Price range: $40 - $650
Also called demoiselle.
It was found in the Indo-Pacific and Atlantic oceans. Damselfish is varied in colors (different shades of blue, yellow, orange, and red), usually has forked tails and deep-bodied with interrupted lateral lines. Besides, it has only one nostril on each side of the head.
Damselfish comes in varying lengths and the longest is 15”.
Just like the two above, these fish like to grazing coral reefs for foods. While they’re known as omnivorous fish, their favorite preys are anemonefishes, small animals, and plant matter suspended in the water.
Some are even found to live among the stinging tentacles of sea anemones.
You should know that damselfish is aggressive and commonly strongly territorial but at the same time, they’re really fast and lively.
If your budget is tight, starting a 100-gallon fish tank with damselfish is a great idea.
Price range: $15-$50
As there are 3000+ species of catfish found in most continental (except on Antarctica), available in both freshwater and saltwater, it’s easy to buy them in your local fish stores.
In fact, this is one of the most popularly adopted in the world.
Their colors are quite varied, ranging from yellow, tan, white to grey, silver, and green.

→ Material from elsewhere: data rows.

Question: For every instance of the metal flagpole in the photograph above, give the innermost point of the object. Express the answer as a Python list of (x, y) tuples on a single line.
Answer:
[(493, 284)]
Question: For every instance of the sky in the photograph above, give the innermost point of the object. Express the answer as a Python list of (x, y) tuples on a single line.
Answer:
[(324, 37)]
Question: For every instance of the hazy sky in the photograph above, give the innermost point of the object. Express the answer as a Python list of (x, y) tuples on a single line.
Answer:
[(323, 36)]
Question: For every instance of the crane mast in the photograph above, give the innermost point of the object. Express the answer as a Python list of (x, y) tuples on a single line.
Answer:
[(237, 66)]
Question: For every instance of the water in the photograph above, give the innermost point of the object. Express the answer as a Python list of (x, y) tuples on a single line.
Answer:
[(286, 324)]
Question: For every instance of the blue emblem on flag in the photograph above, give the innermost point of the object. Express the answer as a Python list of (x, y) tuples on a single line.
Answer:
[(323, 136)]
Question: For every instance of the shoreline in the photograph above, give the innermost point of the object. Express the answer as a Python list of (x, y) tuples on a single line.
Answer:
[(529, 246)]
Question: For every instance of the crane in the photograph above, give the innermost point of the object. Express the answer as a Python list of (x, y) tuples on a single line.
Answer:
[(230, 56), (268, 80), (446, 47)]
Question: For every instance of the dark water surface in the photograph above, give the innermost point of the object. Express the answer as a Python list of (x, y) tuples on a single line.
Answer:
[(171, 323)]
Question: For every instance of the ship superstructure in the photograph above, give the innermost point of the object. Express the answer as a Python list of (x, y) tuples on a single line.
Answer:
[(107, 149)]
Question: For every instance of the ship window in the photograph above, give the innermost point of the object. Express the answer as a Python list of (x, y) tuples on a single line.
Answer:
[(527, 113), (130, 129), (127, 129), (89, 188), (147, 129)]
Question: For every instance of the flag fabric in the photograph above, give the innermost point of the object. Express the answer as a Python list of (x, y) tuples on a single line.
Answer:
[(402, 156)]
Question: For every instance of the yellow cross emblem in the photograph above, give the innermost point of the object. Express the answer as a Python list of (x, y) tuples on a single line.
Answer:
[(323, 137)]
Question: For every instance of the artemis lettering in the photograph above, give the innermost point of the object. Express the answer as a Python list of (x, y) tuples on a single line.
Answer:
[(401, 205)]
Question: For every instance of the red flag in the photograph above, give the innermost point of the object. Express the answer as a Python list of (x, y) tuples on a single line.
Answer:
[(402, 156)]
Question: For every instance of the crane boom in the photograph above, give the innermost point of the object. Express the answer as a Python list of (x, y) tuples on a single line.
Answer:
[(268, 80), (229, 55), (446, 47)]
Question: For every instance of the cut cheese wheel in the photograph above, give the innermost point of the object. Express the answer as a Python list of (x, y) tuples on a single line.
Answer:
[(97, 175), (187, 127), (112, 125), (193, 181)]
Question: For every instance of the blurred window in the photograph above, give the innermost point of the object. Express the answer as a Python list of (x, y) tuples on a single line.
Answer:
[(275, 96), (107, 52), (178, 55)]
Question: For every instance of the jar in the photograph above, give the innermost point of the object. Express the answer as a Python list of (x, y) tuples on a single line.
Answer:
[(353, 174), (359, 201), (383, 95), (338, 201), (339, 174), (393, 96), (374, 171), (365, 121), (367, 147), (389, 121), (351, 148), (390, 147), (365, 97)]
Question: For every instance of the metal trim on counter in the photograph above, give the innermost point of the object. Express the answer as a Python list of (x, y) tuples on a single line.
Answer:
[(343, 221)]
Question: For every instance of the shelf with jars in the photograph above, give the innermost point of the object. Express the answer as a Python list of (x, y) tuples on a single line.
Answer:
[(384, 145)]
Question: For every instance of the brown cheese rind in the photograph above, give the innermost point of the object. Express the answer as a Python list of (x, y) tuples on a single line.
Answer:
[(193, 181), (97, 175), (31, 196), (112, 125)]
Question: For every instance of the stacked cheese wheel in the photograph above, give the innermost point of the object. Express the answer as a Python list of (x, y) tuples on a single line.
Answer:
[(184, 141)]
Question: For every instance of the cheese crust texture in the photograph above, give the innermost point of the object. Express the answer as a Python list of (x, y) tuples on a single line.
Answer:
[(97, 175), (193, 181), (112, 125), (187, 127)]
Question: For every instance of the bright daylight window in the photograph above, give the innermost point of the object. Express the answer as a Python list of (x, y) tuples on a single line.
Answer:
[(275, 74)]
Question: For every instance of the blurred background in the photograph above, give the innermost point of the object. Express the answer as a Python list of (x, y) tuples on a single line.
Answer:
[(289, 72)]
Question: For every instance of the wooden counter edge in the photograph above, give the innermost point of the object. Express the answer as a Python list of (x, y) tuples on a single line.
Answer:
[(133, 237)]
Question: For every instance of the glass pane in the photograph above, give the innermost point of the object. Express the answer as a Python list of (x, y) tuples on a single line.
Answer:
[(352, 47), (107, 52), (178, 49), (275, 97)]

The size ranges are also vast, within 0.39” to nearly 9’. The largest found weighs up to around 650 pounds.
To recognize catfish, look at their body. Most catfishes are covered with mucus, lack scales, have an elongated body, big flathead, and smooth skin with lots of taste buds. An interesting fact is these taste buds can detect chemicals in the water and immediately respond to the touch.
Another notable thing about catfishes is their barbels (or whiskers), up to 4 pairs, and this part is also the greatest concentration of sensory organs.
Their diet is commonly newts, frogs, worms, insects, and smaller fish. Depending on the species, they can live up to 20 years in the wild.
Price range: $1 - $1.5 per pound
Also called clown anemonefish or false clownfish.
The name was originated from the sea anemones where clownfish make their homes. These days, there are 28 different species of clownfish with a wide range of colorways, such as brown, black, yellow, red, and pink.
They are commonly found in coral reefs in southern Japan, Southeast Asia, and the coasts of Australia, and often live around certain kinds of anemones, creating a symbiotic relationship.
Clownfish are known as omnivores fish, which means they can eat both plants and meat. The most typical foods are small crustaceans, worms, zooplankton, and algae.
Size ranges: 3” to 4”
Price range: $40 to $100 (the most expensive clownfish species are up to $9000)
Above are the 5 best saltwater fish for a 100-gallon tank in varied price ranges, sizes, and requirements. Hopefully, these pieces of information have been helpful to you. Thanks for reading!